Zea [Cerpen]


Dear Nesya,
Sorry request kamu lama. Habis saya nggak ada inspirasi nih-_-
maaf juga ya, buat tokohnya yang kebalik. Tapi temanya tetep sama kan? Iya. Cinta diam-diam. Cerita ini gantung gasih? Gantung kalau menurut saya. Tapi nggak tau deh menurut kamu gimana.

Yang jelas, makasih udah request sama saya, untuk yang ke--keberapa ya? saya lupa hehe-_-v

Yaudahlah yah, happy reading aja buat Nesya dan semua orang yang nggak sengaja baca. Semoga suka.

Salam sayang,


Calon penulis.


--


Aku mengagumimu, seperti seekor lebah yang mengagumi sebatang mawar. Aku membutuhkanmu, seperti seekor kupu-kupu yang membutuhkan nectar dari sekuntum bunga yang mekar.

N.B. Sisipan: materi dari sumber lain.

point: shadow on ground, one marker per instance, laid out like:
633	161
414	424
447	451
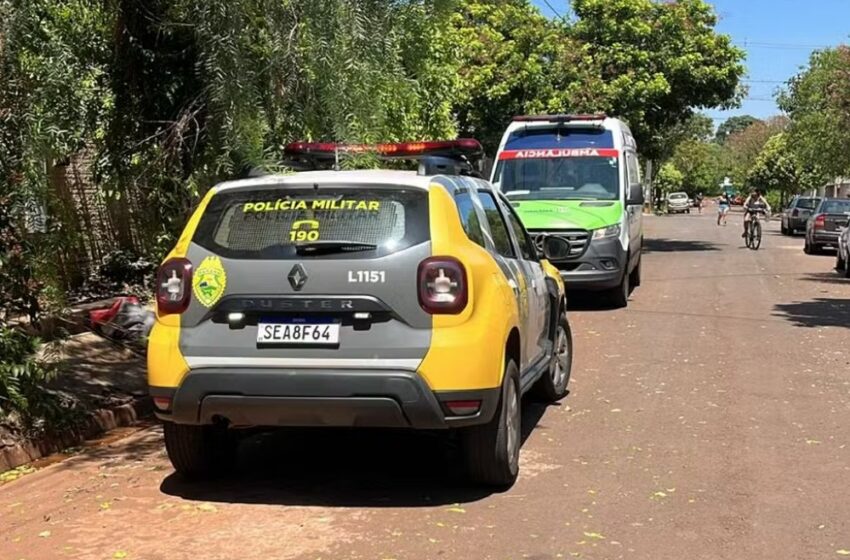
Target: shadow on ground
826	278
677	245
346	468
820	312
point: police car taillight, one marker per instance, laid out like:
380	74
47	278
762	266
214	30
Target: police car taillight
443	287
174	286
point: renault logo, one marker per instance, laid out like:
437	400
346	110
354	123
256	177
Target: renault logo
297	277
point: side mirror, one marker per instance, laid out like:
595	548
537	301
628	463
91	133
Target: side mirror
635	197
556	248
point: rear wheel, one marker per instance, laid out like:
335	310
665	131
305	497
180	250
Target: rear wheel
492	449
197	451
552	385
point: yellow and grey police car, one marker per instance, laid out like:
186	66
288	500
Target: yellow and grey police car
376	298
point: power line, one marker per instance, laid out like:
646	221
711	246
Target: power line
551	7
787	46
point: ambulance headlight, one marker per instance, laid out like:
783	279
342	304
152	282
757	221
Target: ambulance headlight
607	232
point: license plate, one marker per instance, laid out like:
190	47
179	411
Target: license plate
298	333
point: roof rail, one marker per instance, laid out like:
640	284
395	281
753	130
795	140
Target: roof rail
560	118
458	157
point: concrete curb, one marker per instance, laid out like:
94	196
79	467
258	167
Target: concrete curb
100	421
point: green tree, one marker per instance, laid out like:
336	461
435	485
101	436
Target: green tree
512	61
669	178
733	125
818	102
777	169
701	165
658	61
743	147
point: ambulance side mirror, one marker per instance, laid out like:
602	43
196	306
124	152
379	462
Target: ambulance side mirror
635	196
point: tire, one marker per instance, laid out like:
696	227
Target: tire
552	385
199	451
636	274
619	296
491	451
756	234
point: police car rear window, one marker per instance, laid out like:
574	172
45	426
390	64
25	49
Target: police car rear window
279	222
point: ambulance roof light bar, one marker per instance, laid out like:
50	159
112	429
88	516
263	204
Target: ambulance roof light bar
561	118
442	156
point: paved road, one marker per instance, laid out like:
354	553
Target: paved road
709	420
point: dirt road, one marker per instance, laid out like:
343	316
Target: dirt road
709	420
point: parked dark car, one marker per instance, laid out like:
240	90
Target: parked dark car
826	223
842	260
794	217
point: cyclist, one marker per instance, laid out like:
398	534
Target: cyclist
754	203
724	203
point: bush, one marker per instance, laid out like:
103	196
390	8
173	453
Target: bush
23	376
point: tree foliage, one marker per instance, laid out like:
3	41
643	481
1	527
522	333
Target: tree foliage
818	103
658	61
702	165
734	125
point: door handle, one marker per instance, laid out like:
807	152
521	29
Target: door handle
514	287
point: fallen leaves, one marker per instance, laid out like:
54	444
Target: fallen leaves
15	474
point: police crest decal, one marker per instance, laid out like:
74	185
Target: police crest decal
209	281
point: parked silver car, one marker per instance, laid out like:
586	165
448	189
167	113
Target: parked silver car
678	202
795	216
842	260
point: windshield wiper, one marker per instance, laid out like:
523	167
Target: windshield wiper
333	246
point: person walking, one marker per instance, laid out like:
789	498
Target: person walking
724	203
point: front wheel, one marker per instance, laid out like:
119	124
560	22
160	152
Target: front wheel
636	274
552	385
619	296
755	233
491	451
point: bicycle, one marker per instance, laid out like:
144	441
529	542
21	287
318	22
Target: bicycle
753	238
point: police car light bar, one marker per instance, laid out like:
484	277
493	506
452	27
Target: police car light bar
463	147
560	118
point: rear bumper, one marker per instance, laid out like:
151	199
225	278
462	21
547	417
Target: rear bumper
796	223
601	267
317	398
826	237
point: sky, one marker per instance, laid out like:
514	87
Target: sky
778	36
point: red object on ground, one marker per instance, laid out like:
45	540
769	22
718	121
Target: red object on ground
100	317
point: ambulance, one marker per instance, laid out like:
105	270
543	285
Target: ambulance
578	177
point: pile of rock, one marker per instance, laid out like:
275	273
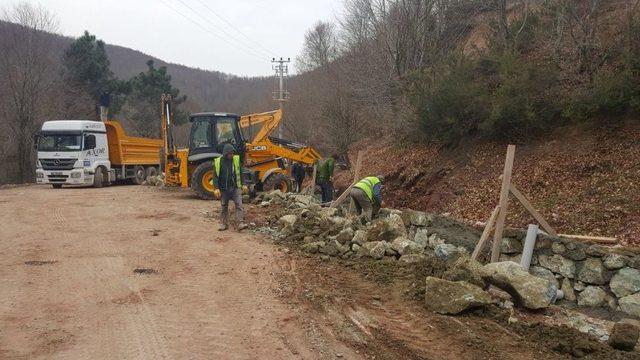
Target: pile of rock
591	275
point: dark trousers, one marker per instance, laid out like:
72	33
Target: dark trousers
234	195
326	187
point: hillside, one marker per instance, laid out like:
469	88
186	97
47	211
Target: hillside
583	180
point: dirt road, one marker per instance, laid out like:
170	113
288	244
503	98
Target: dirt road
132	272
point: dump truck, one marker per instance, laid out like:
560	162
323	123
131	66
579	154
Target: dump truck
265	158
93	153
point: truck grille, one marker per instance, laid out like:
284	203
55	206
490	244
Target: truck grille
57	164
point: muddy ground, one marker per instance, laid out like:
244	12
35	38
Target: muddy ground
136	272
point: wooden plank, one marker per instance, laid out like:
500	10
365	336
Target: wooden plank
504	200
598	239
536	215
356	174
486	233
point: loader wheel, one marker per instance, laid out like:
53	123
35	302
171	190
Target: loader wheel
151	171
140	175
98	177
202	181
278	181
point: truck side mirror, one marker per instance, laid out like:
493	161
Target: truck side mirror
36	138
89	142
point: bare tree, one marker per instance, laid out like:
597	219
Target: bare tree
320	47
26	61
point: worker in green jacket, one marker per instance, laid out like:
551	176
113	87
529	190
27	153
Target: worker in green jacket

                                                          ***

Halo, mawar merahku yang selalu mekar.
Namaku, Leo. Akulah seekor lebah yang selama ini mengagumimu. Akulah seekor kupu-kupu yang selama ini menghisap manisnya nectarmu. Tidak ada yang bisa aku jelaskan tentang kelakuanku selama ini. Mengamati, mengagumi, dan bahkan melukiskan setiap lekuk pahatan pada wajahmu dengan kanvas keatas lembaran hvs-ku, tanpa seizinmu. Dan semuanya berawal dari secangkir teh hangat di musim hujan bulan November lalu..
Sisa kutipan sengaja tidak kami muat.